I know right! You don’t expect that from a guy who is so talented and just… revolutionary in pop music. He’s actually just a totally normal guy. So down-to-earth and cool and he’s really become a very close friend. I think he will be forever. He has a significant advantage over most producers I think because he’s an artist himself and he’s been in bands and he gets the dynamic of living together and touring together. That changes his approach. Most producers would be talking about what will work best for radio play and stuff, whereas Brian understands that we’re gonna be playing these songs for the next ten years live and is like, ‘You need to make your decision about how to play this song based on that’, while still taking into account all those other things.

He gave us so much insight into our own careers. He was really, really helpful and gave us such a great advice. About everything you know. If I had girl problems I’d call him up and be like ‘Hey man, so there’s this lady – help me out man’, so yeah, he’s great.

Okay, I do have one more question, which is a weird question to finish on, but I want to know what it’s like working with Atlantic as opposed to being on independent labels in the past?

I’d be lying if I said it hasn’t had a big impact, but it’s not what a lot of people would think. A lot of people think that bands who move to major labels will have to change their music, and none of that happens at all. They completely trust us and we respect their opinions because everybody we work with is a collaborator.

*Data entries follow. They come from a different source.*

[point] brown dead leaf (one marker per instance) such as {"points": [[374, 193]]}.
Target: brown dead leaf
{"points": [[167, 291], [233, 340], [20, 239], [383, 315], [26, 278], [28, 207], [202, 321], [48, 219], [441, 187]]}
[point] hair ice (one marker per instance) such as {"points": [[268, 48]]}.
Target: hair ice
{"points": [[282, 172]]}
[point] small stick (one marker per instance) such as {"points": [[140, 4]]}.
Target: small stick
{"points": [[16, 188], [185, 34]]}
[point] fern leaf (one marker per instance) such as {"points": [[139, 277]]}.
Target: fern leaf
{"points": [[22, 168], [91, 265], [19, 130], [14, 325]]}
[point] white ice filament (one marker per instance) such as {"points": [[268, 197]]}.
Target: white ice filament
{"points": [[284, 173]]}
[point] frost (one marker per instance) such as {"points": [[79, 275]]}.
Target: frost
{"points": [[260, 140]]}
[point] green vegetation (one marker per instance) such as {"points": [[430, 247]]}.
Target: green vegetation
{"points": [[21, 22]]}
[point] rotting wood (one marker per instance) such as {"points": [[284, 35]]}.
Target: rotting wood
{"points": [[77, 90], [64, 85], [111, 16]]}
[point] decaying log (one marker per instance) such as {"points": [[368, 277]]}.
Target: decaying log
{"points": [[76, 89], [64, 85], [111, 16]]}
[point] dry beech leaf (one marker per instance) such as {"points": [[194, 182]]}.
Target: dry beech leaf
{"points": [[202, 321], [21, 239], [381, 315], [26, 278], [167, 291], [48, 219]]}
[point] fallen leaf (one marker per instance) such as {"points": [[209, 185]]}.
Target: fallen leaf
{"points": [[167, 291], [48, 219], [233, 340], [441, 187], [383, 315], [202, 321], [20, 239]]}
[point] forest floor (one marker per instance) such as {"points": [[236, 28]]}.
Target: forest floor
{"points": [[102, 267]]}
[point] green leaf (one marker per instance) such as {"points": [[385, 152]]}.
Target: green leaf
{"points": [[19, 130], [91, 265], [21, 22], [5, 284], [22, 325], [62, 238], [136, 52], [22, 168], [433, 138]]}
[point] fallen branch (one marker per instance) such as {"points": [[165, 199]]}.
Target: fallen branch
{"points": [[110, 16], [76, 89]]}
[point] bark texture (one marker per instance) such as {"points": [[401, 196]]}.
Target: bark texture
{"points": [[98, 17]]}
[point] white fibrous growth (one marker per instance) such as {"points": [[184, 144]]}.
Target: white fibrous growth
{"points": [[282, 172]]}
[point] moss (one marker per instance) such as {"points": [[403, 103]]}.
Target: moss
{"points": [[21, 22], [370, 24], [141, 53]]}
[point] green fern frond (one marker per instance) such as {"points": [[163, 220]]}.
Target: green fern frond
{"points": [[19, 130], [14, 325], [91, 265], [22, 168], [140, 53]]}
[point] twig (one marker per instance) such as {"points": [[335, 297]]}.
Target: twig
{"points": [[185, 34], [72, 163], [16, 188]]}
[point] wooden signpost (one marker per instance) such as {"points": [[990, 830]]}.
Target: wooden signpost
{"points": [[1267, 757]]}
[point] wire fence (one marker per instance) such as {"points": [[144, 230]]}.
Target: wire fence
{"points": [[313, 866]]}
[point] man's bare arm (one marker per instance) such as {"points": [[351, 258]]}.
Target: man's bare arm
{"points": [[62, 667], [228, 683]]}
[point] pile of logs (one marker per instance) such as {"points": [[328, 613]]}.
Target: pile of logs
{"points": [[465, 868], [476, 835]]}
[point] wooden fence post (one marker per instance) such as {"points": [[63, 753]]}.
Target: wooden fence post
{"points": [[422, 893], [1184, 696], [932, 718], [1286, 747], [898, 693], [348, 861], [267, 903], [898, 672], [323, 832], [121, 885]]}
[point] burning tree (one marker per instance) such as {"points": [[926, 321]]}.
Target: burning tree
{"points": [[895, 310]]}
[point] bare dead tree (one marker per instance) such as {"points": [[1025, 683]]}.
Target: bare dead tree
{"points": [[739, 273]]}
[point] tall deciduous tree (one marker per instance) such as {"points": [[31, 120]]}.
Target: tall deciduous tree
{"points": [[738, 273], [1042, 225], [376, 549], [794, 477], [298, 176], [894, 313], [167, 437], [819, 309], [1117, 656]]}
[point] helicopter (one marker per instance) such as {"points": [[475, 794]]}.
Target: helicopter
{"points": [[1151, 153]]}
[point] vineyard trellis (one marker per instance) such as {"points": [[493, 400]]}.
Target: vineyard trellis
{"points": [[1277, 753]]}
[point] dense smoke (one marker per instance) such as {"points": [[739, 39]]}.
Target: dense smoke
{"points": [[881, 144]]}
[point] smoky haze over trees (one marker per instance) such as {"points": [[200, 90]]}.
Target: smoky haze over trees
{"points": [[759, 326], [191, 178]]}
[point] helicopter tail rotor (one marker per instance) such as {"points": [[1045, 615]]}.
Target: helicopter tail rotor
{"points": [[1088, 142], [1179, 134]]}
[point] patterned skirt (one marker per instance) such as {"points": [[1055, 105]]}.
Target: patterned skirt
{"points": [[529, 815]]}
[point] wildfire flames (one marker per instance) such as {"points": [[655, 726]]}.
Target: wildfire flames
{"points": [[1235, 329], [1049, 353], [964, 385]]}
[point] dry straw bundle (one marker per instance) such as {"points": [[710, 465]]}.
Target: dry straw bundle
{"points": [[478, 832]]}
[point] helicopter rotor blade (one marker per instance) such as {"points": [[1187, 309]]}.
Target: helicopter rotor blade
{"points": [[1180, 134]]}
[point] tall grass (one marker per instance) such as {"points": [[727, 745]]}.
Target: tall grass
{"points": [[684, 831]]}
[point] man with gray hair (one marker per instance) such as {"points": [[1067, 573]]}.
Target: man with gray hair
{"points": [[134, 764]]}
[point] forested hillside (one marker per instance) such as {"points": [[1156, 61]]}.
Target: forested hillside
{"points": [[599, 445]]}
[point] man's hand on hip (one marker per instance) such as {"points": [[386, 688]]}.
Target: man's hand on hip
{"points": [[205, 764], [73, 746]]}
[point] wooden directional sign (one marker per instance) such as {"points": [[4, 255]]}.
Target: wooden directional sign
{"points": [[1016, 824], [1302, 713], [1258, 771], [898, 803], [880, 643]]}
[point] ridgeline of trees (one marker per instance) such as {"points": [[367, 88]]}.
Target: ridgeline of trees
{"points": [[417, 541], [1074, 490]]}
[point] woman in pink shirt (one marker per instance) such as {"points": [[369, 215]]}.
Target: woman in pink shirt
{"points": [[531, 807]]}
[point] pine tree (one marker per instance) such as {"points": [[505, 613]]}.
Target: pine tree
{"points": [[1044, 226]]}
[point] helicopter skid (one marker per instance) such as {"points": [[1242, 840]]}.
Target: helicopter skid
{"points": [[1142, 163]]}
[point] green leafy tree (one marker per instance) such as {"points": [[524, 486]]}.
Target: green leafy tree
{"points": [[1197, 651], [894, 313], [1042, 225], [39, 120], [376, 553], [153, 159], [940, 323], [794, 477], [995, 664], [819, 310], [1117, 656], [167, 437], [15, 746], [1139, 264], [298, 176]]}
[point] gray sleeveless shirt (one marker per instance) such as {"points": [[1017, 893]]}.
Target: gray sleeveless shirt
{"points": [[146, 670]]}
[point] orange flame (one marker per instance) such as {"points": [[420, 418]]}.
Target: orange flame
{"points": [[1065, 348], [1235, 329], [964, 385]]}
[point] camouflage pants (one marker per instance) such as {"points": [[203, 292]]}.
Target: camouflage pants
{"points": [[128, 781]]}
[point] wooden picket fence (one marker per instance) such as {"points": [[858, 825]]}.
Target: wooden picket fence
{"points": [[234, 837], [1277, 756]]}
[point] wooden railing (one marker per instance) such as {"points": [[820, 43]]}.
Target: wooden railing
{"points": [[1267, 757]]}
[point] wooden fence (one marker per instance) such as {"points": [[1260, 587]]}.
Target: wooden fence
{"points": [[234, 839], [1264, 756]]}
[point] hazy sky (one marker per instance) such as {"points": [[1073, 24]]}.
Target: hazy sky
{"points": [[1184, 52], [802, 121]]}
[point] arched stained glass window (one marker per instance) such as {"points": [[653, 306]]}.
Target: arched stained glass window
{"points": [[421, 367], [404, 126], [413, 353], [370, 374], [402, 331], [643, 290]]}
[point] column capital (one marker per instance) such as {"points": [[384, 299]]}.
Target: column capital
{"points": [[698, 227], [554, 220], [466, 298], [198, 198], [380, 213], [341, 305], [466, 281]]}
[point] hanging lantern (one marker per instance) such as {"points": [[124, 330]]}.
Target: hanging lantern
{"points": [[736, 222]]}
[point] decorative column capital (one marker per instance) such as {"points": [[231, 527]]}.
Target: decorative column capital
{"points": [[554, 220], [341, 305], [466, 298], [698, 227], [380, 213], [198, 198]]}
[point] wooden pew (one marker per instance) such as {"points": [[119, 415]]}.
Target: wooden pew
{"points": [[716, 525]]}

We want to work with the label and we’re proud as hell to be on that roster. I remember as a kid looking at records that were Atlantic Records and we’re talking Aretha Franklin and the Rolling Stones – I never would have dreamed that I’d be on the list with those artists. But I guess the difference is that we’re putting even more pressure on ourselves to make better music because we feel like in a way we have the legacy of those artists to uphold. Atlantic have also opened a lot of doors for us that we wouldn’t have been able to. No matter how big we were in our own right or what we’d managed to build ourselves, I’m pretty sure Danger Mouse wouldn’t have answered a phone call from us, but the CEO of Atlantic on the other hand… It definitely helps. They put us in a position where we can do really good things for ourselves.

Thanks for your time!

Thank you, I hope I will get to come down to New Zealand soon.

Do you have any plans to come as a band?

I hope we’ll be able to, but I think even if we don’t make it as a band right away I’d still like to come and visit. We’re coming to Australia soon…

Just throw in a side show!

Yeah that’s what I want to do. I’m from Alaska so I feel a kinship with New Zealand. I really want to go there and John our singer has family over there who came over and watched our shows last time we played in Australia, so yeah. We’ll be over.